Les chèques-repas sont distribués à un travailleur sur trois

©BELGA

Depuis 2012, le nombre de travailleurs percevant des chèques-repas a progressé de 5% seulement. Une faible croissance qui s’explique par le peu d’intérêt pour les ouvriers.

Les chèques-repas sont de plus en plus distribués au sein des entreprises, mais leur évolution reste très modérée, constate le secrétariat social Acerta, qui s’est penché sur les données de ses clients durant ces cinq dernières années.

Depuis 2012, la proportion de travailleurs percevant des chèques-repas est passée de 28,9% à 34,1%, une hausse de 5% seulement donc.

Les chèques-repas ont progressé beaucoup plus fortement chez les employés que chez les ouvriers, qui restent les parents pauvres du système. Sur les six dernières années, la proportion d’employeurs octroyant des chèques-repas à leurs travailleurs est passée de 32% à 40% chez les employés, et de seulement 14,6% à 16% chez les ouvriers.

→ Pourquoi cette différence? Olivier Marcq, conseiller juriste chez Acerta, l’explique par les différences de salaire barémique minimum. "Le salaire minimum barémique est plus élevé chez les ouvriers, on le voit particulièrement dans la construction. Les employeurs ne jugeront donc pas opportun d’offrir encore une rémunération supplémentaire, même si elle est avantageuse fiscalement", explique le spécialiste.

Les chèques-repas ne peuvent être utilisés à l’étranger. Du coup, les consommateurs sont obligés de les dépenser en Belgique, et cela, c’est tout bénéfice pour l’économie intérieure.

Les chèques-repas ne peuvent en effet venir en remplacement d’une rémunération. Leur octroi sera donc toujours considéré comme une forme d’augmentation salariale, intéressante car exempte de cotisations sociales et d’impôts. "Chez les employés, de la commission paritaire 200, la commission ‘fourre-tout’, les barèmes minimums sont assez bas, ce qui complique les choses pour attirer du personnel qualifié. Les chèques-repas et les éco-chèques seront alors une forme de rémunération alternative intéressante."

Reste que leur croissance, on l’a vu, est modérée. Seul un travailleur sur trois reçoit des chèques-repas. Du côté des éco-chèques, la proportion est encore moindre: un travailleur sur quatre. Comment Acerta explique-t-il cette faible attractivité? "Cela dépend fort de la taille des entreprises. Dans les PME et TPME, les services RH, déjà réduits, doivent réaliser eux-mêmes toutes les démarches pour obtenir les chèques-repas, alors que les grandes entreprises confient cela à leur secrétariat social. L’autre frein, ce sont les frais administratifs. Dans les petites structures, les économies réalisées sur les cotisations ONSS sont mangées par ces charges administratives", dit Olivier Marcq.

40%
40% des employeurs octroient des chèques-repas à leurs employés, contre 16% pour les ouvriers.

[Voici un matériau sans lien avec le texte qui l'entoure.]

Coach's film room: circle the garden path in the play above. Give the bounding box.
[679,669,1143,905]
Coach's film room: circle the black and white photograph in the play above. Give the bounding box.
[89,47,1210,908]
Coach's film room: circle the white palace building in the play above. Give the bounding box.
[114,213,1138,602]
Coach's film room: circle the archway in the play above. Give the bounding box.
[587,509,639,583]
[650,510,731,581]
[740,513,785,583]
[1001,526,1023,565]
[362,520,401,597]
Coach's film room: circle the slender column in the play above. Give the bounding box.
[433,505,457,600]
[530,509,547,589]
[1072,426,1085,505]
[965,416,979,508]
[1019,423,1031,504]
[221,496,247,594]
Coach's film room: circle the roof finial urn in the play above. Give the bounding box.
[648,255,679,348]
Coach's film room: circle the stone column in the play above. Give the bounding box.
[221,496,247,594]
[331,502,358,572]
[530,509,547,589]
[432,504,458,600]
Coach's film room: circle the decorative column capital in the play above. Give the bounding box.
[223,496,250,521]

Avec l’arrivée des chèques-repas électroniques, qui sont devenus obligatoires en 2016, le coût a baissé. Mais pour les éco-chèques par contre, dont le passage au virtuel n’est pas encore généralisé, le frein persiste. "Ils ont moins de succès. Beaucoup d’employeurs y sont passés parce que leur commission paritaire l’imposait, analyse Olivier Marcq. Mais les travailleurs eux-mêmes ne sont pas totalement satisfaits. Certains ont même été jusqu’à revendre leurs éco-chèques sur internet. Du coup, certains employeurs sont passés à l’octroi d’avantages équivalents, en prime d’assurance-groupe, voire même en rémunération brute, pourtant plus taxée."

Finis les éco-chèques papiers?

Pour les éco-chèques, les partenaires sociaux réfléchissent aujourd’hui au passage à l’électronique. Cela pourrait aboutir prochainement, peut-être dans le cadre des prochaines négociations interprofessionnelles. "Avec l’électronique, il y a moins de pertes, et avec l’élargissement du panier des produits pouvant être achetés avec les éco-chèques (vélo, entretien chaudière, produits bio, billets de train...), ils restent intéressants. D’autant que cette liste, elle aussi, pourrait encore s’allonger."

→ Et la suppression pure et simple des chèques-repas et des éco-chèques, qui a déjà été mise sur la table, serait-ce une solution face au manque d’attractivité? "Non. Car si on supprime cet avantage pour le remplacer par du cash défiscalisé, on peut imaginer que tous les employeurs y passeraient, ce qui ferait baisser les recettes ONSS et les recettes fiscales." Un point négatif pour les finances publiques…

L’autre étant l’impact que cela pourrait avoir sur l’économie belge. "Les chèques-repas ne peuvent être utilisés à l’étranger. Du coup, les consommateurs sont obligés de les dépenser en Belgique, et cela, c’est tout bénéfice pour l’économie intérieure."